The actual econometric research on it shows very clearly that most countries that have a high outstanding debt to China actually had a high outstanding debt to China before they joined the Belt and Road. And the reason is because heavily-indebted poor countries—whether they’re in Africa or Central Asia—almost always had only one creditor. The notion that China is to blame for countries having high debt is facile. There are absolutely countries that are in very significant and painful debt traps to China, there’s no question about it. But those problems are far deeper than China and infrastructure finance. We have to be clear about causality, about sequencing and about priorities, to help these countries. Even if China is the problem, China is actually the only solution at the moment and there’s no way around that fact.

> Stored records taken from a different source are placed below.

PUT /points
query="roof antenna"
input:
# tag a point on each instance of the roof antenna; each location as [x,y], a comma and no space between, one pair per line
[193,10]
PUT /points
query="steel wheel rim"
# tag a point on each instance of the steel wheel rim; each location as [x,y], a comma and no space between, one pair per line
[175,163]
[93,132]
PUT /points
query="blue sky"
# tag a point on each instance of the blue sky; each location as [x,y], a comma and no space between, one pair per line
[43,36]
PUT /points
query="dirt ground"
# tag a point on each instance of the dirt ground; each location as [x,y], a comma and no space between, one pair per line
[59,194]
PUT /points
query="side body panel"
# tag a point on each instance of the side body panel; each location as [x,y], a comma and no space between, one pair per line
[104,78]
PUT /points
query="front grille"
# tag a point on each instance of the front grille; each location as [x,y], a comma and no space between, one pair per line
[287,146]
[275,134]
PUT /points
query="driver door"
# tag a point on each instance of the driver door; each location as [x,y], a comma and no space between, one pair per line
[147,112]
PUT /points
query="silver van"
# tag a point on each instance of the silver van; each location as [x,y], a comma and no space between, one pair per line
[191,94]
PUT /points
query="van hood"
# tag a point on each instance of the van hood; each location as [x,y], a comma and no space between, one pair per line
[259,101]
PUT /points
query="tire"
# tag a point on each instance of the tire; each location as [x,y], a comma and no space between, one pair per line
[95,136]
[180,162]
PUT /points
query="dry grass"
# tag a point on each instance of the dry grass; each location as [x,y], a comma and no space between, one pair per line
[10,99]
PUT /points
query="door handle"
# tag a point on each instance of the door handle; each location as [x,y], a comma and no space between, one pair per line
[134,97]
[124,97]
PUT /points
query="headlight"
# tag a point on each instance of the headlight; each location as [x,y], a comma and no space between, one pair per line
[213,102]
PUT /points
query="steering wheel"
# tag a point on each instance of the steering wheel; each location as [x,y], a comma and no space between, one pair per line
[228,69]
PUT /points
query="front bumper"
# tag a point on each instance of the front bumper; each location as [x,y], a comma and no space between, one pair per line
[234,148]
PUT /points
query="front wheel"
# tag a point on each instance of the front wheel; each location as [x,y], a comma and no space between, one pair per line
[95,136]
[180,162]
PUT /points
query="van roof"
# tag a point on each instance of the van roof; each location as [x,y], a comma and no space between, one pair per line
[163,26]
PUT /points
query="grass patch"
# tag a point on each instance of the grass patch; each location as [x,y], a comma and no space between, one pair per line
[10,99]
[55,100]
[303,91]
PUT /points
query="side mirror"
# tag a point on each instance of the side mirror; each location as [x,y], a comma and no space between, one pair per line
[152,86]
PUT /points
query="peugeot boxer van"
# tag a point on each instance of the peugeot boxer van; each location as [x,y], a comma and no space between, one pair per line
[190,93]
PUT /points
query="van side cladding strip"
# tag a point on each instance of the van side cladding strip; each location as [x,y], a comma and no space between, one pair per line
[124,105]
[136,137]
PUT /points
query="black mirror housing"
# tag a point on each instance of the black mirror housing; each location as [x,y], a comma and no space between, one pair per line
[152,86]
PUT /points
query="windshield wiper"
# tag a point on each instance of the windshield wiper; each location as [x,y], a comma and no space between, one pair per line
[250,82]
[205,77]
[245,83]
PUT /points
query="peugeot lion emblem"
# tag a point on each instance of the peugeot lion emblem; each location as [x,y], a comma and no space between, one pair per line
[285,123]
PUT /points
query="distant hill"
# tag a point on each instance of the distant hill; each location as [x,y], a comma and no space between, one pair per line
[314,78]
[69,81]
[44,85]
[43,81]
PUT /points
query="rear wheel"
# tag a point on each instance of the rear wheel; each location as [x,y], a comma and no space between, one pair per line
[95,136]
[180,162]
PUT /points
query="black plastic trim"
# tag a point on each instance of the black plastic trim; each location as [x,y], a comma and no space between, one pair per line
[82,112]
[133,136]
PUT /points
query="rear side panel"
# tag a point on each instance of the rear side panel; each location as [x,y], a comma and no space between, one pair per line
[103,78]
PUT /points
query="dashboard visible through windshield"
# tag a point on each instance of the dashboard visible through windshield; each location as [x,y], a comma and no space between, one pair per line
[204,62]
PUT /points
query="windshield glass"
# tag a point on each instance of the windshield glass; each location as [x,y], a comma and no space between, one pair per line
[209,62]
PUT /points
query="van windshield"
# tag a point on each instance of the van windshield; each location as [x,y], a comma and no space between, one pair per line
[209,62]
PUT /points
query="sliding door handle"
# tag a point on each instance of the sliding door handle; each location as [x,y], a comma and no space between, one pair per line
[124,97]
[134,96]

The United States has said that it will be presenting an Indo-Pacific geostrategic concept as an alternative to the BRI. How do you think it will compare?

This is something that I describe as the infrastructure arms race and I am hoping to see complementarities come out of it. If you go back, there were no Asia connectivity initiatives coming out of the European Union. There were no connectivity corridors co-sponsored by India and Japan. All of these initiatives are a response to China’s Belt and Road. They clearly came after it— there’s no question that they were formulated as a response. China got there first, China put it on the agenda, and I think that’s extremely important to recognize.

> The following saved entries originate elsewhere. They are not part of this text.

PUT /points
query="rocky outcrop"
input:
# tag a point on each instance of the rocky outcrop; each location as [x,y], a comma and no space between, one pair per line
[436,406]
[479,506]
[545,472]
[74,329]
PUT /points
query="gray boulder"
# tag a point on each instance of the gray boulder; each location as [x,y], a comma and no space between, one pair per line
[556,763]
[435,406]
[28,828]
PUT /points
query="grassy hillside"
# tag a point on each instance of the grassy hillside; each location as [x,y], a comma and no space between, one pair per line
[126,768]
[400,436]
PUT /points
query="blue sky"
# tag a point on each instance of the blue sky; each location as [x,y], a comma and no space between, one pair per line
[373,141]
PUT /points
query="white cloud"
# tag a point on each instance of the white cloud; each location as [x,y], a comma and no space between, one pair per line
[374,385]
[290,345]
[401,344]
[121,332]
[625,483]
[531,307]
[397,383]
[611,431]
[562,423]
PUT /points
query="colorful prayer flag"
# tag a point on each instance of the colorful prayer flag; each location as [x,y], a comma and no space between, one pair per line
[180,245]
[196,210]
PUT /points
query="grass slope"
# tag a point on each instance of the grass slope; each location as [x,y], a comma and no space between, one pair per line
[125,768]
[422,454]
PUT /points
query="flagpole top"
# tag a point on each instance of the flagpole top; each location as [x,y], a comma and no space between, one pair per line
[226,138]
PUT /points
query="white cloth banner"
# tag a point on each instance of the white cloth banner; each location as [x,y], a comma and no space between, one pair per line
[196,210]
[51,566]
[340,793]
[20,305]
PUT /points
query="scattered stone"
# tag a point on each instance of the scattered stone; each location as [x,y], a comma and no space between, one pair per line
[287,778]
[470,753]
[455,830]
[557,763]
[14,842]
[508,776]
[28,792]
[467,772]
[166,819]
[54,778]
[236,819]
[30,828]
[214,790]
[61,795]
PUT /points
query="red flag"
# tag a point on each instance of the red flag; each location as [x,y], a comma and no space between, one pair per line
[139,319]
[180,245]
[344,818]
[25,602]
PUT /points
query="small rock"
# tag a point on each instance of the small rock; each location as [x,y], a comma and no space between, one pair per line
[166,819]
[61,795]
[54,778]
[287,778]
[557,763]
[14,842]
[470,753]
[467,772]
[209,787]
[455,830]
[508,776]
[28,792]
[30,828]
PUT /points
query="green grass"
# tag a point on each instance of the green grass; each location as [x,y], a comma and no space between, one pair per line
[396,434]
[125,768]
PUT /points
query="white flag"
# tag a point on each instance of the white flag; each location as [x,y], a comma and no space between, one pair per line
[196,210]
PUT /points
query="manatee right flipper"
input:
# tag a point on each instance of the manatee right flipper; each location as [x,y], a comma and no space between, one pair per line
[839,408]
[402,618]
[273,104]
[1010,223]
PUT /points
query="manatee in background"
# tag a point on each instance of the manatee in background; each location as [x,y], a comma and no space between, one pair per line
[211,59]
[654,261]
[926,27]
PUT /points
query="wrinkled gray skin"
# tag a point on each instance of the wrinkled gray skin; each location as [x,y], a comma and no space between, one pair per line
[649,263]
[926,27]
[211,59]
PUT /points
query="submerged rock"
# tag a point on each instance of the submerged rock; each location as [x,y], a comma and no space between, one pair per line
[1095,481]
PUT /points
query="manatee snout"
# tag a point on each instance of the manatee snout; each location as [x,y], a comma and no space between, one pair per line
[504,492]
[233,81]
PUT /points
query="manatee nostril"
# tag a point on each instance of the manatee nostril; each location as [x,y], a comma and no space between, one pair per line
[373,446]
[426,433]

A lot of what China is doing is modeled on the Asian Development Bank, which deserves a great deal of respect, as it does predate what China is doing and is an important template for the initiative. I think that these geopolitically-inflected initiatives will compete against each other to finance projects, with the outcome being greater connectivity, therefore making them complimentary initiatives.

How do you see China’s relationship with the European Union as its second largest trading group developing in light of the various changes that are taking place now?

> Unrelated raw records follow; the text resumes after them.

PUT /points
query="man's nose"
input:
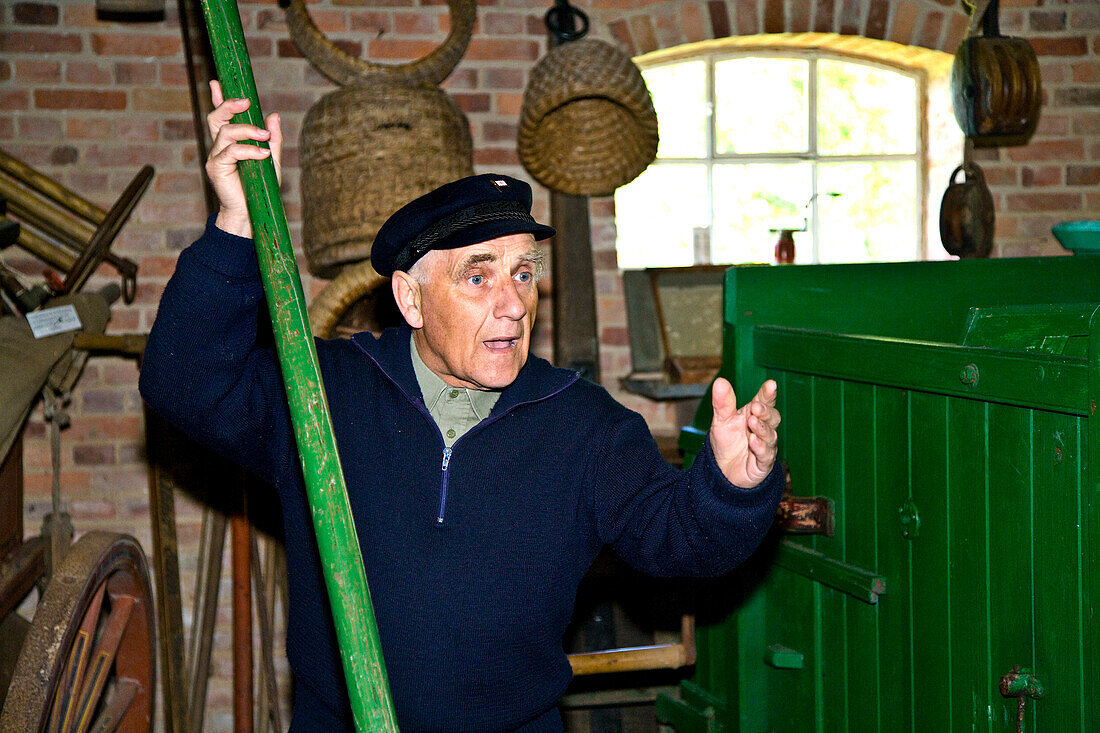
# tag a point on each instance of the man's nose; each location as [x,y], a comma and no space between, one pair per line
[508,303]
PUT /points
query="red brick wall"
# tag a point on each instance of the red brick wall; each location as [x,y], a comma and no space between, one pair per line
[89,101]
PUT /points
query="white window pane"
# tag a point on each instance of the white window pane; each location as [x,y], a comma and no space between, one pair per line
[679,93]
[760,105]
[656,215]
[749,200]
[865,110]
[875,217]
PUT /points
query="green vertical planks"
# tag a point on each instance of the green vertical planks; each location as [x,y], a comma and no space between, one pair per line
[1058,633]
[968,548]
[1010,572]
[891,484]
[859,521]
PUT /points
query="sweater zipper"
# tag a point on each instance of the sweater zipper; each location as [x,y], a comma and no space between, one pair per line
[448,451]
[442,487]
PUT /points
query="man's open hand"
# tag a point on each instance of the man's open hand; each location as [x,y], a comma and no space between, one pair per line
[744,440]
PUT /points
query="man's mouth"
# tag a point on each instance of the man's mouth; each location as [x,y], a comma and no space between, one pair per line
[502,343]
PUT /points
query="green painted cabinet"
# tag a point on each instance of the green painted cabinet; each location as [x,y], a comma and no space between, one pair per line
[946,408]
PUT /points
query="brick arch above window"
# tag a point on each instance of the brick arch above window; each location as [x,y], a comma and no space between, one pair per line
[641,26]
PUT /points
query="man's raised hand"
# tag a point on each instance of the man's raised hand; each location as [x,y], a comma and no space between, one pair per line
[744,440]
[228,150]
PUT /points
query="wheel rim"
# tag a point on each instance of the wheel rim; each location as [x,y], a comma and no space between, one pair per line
[88,660]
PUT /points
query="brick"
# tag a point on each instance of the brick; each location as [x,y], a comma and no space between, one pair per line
[1082,175]
[164,101]
[472,102]
[1044,201]
[1048,150]
[417,23]
[374,22]
[37,72]
[1046,20]
[484,48]
[79,99]
[495,156]
[774,20]
[849,17]
[32,42]
[505,78]
[620,32]
[932,30]
[1086,72]
[904,23]
[36,128]
[748,21]
[1047,175]
[87,73]
[877,15]
[1059,45]
[691,23]
[1077,97]
[645,37]
[134,73]
[34,13]
[135,44]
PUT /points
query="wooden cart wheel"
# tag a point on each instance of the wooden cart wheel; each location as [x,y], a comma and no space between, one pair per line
[88,659]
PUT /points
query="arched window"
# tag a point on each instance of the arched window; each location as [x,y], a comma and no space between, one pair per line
[833,146]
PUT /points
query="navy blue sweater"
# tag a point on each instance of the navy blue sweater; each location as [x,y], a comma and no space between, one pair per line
[474,561]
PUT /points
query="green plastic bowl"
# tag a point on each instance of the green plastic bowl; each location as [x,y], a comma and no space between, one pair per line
[1079,237]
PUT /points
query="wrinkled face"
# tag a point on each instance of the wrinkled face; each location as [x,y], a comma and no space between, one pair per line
[474,309]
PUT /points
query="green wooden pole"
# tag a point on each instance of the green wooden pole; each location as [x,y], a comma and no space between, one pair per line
[341,558]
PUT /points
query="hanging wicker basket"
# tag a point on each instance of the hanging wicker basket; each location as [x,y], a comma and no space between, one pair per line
[367,150]
[587,124]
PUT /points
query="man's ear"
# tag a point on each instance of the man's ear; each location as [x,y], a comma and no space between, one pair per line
[407,295]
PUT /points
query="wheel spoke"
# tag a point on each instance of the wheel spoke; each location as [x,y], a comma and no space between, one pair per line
[68,687]
[125,690]
[101,660]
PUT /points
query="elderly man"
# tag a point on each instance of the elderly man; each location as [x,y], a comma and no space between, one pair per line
[483,481]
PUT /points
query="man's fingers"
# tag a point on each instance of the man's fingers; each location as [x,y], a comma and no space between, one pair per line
[723,400]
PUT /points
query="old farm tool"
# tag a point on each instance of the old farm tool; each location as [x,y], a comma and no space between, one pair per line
[85,662]
[65,230]
[338,544]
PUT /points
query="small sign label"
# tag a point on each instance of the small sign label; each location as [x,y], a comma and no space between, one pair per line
[54,320]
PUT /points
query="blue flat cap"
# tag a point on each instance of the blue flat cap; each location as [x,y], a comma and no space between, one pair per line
[462,212]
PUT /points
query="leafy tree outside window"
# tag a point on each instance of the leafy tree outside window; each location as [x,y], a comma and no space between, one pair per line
[803,140]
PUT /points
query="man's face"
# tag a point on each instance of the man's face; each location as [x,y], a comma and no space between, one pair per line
[477,305]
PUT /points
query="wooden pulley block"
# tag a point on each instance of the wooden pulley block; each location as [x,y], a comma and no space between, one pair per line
[996,88]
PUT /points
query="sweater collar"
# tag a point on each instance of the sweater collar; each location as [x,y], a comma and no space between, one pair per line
[537,380]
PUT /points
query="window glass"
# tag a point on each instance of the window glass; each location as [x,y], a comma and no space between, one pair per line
[679,94]
[752,200]
[760,105]
[865,110]
[875,219]
[657,214]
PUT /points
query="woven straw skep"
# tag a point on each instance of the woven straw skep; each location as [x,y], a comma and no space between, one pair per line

I’m positive about this relationship. My book is as much about Eurasia as East Asia and I see a lot of potential there. I think that the volume of trade across the region is likely to double within the next decade. I also think that Europe will find ways to practice investment screening and other sorts of things that are reminiscent of what the US is doing, over national security and protecting critical industrial sectors. But on the other hand, they’ll also be aggressive in hoping to rebalance the dominance of Chinese Belt and Road projects.

What are some geopolitical trends that we can expect to see over the next decade?

I think that the Belt and Road is the biggest geopolitical story in the world. Military conflict is something that has happened intermittently and quite frankly, rarely. Whereas the real stuff of geopolitics is actually happening 95% of the time when it comes to the Belt and Road, so it’s significant.

I hope that we’ll see a stronger technocratic, diplomatic effort to solve outstanding intra-Asian disputes. I would like to see a peaceful resolution over the South China Sea and over the Senkaku [Diaoyu] Islands. If you look at Asian problems, they could potentially be solved just as easily as they were created. I’m hoping to see more of an approach that’s not just about conflict management but also conflict resolution, as well as Asian countries gaining the diplomatic confidence to solve their own problems.

Another trend to take note of is the one of migration. A story that has not been told enough is just how strongly there has been an increase in acceleration of intra-Asian migration, which has been extremely beneficial for all parties involved. You have countries in Southern Asia that are young and populous and therefore labor rich, while there are labor shortages in countries like China, Japan, South Korea and Thailand. If we can actually work to bridge some demographic mismatches, it would be very good for Asia as a whole.